Dalla Carbonata Valdostana( carne macerata in vino e aromi, accompagnata dalla polenta) alla luganega veneta, polenta e baccala’. Tortellini ripieni di carne o passatelli in brodo in Emilia Romagna , e poi cotechino di Modena, mentre in Liguria van gli stecchi fritti ( rigaglie di pollo e funghi) . Canederli e strudel in Trentino, agnolotti e bollito in Piemonte, vincisgrassi nelle Marche (timballo di lasagne al forno condito con ragù, parmigiano burro e besciamella
Trippa in Friuli, cappone in Umbria , tacchino in Lazio , stoccafisso nelle marche,strascinati in Basilicata , zuppa di cardi in Molise, minestrone in Abruzzo dal nome evocativo “Le virtu’”, perche’ sette sono gli ingredienti
Quanto ai dolci, panforte in Toscana , cartellate in Puglia, struffoli in Campania, cannoli e cassate in Sicilia, fichi e cioccolato in Calabria, seadas al miele in Sardegna, e naturalmente Pan de Toni in Lombardia , il panettone e’ nato qui. E poi c’e’ il menu’ del cenone di vigilia, completamente diverso dal pranzo del 25. E cosi’ le tradizioni si moltiplicano , non solo a tavola. C’e’ chi fa l’albero di Natale e chi il ceppo, chi il presepe e chi l’agrifoglio , ma ovunque ecco lo scambio dei doni: il tutto trae origine da San Nicola un vescovo del IV secolo, di cui tuttora il personaggio di Babbo Natale porta il nome (Santa Claus) nei paesi nordeuropei. In Gran Bretagna, veniva chiamato “Papà Natale”, mentre in Italia è Babbo Natale. Negli Stati Uniti appendono sopra il caminetto una calza, tradizione che in Italia è invece lasciata alla Befana, e ai Magi dell’Epifania.

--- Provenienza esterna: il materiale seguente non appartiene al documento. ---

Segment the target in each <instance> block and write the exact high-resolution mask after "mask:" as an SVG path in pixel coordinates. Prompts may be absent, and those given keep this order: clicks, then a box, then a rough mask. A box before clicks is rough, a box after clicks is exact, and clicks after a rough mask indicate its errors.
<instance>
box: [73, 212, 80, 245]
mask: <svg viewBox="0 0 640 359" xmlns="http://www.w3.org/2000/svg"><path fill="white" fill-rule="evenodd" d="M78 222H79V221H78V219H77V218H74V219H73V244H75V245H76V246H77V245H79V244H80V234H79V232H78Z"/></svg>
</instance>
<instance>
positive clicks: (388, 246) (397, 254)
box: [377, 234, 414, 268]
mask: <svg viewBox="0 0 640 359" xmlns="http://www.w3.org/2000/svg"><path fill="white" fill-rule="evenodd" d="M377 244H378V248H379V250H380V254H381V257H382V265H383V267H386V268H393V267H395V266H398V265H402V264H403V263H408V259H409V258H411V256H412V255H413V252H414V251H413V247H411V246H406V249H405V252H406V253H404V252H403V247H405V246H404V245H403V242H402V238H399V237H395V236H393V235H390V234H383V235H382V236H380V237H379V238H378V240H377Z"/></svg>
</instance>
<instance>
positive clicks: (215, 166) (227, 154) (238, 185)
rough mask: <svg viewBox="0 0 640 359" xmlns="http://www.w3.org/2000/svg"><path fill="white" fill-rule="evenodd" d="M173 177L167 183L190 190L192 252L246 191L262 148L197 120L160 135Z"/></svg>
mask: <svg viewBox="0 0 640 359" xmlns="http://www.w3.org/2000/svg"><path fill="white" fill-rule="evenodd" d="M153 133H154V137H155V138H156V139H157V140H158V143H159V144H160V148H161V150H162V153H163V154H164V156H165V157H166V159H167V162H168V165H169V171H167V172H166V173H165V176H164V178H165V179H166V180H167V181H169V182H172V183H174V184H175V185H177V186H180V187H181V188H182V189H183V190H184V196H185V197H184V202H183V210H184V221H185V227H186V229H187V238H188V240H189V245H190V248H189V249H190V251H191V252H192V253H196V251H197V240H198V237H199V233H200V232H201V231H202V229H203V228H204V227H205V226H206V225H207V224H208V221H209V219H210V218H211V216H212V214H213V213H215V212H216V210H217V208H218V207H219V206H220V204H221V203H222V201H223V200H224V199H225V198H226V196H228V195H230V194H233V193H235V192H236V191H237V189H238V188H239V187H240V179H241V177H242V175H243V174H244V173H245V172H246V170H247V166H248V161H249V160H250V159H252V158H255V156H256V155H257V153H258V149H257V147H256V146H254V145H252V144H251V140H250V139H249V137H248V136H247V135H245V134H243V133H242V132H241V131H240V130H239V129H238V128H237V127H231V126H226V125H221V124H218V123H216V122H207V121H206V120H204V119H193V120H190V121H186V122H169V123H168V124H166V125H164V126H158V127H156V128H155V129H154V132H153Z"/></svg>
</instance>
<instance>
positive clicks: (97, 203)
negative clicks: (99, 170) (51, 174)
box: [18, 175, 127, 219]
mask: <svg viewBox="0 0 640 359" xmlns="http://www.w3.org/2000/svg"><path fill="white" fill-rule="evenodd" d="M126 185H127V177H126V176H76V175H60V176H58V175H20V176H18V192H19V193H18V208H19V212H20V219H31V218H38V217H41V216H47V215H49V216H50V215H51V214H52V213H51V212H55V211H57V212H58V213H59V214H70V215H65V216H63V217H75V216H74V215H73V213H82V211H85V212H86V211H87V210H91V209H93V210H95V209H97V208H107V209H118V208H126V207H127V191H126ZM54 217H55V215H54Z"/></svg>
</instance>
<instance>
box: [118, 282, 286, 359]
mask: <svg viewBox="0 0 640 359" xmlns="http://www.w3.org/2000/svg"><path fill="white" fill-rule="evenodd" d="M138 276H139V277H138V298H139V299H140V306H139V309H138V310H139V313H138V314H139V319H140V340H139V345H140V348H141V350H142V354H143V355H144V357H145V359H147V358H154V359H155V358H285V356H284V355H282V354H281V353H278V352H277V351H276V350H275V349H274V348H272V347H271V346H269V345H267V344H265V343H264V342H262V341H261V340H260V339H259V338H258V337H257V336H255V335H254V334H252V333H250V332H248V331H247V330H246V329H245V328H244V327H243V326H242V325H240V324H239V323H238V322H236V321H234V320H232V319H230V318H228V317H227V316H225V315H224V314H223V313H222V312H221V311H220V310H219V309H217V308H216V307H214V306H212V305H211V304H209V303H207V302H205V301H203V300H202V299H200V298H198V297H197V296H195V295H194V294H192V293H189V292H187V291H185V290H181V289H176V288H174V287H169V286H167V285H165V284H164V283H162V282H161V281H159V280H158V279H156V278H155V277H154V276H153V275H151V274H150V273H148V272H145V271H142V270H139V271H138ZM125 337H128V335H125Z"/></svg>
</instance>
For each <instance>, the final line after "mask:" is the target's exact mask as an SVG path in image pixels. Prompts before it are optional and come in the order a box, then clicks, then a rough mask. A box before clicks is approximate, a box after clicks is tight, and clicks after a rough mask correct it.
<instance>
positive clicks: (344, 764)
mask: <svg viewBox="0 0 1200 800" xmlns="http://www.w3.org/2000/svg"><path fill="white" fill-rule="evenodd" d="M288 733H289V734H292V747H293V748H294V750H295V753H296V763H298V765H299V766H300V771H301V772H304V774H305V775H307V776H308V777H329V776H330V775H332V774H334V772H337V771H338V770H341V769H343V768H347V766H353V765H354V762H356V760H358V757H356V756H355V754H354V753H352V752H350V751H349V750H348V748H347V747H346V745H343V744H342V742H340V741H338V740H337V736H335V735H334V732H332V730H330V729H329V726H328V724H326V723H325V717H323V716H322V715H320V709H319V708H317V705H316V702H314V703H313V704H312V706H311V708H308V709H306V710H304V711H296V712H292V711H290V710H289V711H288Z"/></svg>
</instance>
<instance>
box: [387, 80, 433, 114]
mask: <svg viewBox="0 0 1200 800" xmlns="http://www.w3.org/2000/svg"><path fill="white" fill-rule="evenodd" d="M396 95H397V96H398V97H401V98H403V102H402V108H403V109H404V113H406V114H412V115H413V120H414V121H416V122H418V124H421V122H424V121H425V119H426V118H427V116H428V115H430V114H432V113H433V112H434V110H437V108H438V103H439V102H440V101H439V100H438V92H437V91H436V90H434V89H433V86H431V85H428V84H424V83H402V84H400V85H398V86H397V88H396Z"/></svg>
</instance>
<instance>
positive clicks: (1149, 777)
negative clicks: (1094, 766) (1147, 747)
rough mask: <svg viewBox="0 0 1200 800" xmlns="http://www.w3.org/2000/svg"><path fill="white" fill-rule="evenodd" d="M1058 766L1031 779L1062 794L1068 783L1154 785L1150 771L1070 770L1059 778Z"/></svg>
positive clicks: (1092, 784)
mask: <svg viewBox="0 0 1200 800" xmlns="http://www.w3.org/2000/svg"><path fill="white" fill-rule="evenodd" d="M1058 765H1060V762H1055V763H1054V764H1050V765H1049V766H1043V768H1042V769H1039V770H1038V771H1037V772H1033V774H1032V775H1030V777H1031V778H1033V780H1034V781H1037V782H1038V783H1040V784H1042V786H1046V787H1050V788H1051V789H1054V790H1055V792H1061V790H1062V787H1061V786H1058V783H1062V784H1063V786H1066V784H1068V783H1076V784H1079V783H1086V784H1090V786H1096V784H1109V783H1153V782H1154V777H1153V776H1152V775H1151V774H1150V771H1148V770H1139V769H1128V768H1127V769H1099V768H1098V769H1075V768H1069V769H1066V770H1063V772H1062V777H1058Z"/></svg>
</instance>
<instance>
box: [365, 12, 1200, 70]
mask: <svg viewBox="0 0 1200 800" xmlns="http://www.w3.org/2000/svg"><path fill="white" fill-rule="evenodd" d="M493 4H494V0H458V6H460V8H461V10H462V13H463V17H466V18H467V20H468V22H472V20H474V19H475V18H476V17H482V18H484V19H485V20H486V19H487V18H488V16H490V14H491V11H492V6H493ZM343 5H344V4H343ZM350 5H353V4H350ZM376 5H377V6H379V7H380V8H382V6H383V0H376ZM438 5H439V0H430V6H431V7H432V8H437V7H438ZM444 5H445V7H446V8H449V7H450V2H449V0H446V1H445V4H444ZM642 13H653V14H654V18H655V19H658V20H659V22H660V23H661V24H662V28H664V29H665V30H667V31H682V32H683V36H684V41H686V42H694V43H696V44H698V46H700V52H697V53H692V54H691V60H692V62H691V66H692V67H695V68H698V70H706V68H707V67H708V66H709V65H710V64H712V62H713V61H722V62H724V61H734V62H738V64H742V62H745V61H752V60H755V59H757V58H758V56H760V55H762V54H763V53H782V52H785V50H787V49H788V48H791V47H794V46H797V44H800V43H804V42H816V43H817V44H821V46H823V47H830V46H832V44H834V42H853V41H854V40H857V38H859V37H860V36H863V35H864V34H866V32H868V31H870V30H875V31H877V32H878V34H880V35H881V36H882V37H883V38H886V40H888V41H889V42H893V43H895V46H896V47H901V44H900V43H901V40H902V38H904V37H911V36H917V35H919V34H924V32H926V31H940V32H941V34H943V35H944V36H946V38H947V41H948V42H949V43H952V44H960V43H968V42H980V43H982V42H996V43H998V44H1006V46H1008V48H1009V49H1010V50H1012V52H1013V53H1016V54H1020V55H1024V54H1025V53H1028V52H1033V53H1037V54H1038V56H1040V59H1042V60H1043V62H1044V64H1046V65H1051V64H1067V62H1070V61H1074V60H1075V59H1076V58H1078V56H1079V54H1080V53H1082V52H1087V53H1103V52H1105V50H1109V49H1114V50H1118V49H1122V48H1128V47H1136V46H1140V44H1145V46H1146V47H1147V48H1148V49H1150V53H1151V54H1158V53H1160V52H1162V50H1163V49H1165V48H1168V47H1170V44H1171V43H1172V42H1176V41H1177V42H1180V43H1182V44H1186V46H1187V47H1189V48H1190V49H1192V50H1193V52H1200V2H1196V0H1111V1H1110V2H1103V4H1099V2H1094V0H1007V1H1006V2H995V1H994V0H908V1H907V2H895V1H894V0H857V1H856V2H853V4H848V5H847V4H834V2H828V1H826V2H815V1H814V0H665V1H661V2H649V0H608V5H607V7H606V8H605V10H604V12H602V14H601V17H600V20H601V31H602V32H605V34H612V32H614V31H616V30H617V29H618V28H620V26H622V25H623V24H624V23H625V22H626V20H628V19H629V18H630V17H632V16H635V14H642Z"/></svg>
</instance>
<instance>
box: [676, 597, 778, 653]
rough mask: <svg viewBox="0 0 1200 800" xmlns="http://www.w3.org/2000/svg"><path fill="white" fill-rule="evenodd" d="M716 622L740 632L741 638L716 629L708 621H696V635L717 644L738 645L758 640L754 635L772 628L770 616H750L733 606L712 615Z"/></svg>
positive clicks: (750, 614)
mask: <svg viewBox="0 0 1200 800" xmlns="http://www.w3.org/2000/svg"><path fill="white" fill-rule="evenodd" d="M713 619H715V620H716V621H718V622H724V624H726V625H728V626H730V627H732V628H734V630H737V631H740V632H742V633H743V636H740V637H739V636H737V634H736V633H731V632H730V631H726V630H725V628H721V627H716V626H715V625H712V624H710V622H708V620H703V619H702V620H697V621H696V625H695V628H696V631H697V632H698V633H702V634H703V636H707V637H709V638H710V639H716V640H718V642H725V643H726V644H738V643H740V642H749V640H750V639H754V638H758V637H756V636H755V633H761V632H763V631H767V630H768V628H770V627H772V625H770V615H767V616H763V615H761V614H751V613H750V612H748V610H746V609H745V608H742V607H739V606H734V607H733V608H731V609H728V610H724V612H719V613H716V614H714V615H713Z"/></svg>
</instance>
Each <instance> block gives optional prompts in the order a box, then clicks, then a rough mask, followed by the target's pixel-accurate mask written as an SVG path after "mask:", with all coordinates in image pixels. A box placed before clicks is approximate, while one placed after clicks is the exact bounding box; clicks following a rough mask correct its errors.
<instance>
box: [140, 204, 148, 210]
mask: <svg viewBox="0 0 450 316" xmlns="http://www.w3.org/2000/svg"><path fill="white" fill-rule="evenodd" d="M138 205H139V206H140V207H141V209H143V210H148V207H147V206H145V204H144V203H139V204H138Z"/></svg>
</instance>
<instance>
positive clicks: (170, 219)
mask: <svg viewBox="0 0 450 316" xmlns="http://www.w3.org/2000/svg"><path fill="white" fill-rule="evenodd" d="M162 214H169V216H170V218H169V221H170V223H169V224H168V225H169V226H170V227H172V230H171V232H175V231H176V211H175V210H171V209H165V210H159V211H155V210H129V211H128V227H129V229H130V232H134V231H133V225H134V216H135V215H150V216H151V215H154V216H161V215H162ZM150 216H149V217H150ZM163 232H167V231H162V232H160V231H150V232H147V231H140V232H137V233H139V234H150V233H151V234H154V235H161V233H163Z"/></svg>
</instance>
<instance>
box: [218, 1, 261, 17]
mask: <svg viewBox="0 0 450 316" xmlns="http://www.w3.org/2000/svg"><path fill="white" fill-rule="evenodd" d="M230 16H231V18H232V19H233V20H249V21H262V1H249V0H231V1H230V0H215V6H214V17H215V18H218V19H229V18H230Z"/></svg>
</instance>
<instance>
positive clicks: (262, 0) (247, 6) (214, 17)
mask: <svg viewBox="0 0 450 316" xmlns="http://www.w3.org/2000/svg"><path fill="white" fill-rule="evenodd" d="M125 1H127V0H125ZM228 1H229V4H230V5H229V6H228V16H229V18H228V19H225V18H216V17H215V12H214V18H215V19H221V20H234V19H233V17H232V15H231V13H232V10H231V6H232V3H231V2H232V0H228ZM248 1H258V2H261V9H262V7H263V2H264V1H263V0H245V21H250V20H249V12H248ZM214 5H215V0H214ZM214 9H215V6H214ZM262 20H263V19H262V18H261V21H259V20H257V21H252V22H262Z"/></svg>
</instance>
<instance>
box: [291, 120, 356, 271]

Il presepe e’ invece una tradizione tutta italiana che risale all’epoca di San Francesco d’Assisi che nel 1223, a Greccio, ne realizzò la prima rappresentazione con un presepe vivente, introducendo nuove figure, il bue e l’asinello, affinchê il popolo comprendesse meglio la situazione e il luogo dove è nato Gesù. Quanto alla calza dell’epifania non fate mancare le noci : la frutta secca può essere una preziosa alleata della salute. Le noci, infatti, contengono i grassi benefici omega-3 e omega-6, utili per contrastare il colesterolo LDL (il cosiddetto colesterolo “cattivo”) e sono ricche di un antiossidante naturale come la vitamina E. E hanno anche molti sali minerali tra cui zinco, rame e calcio.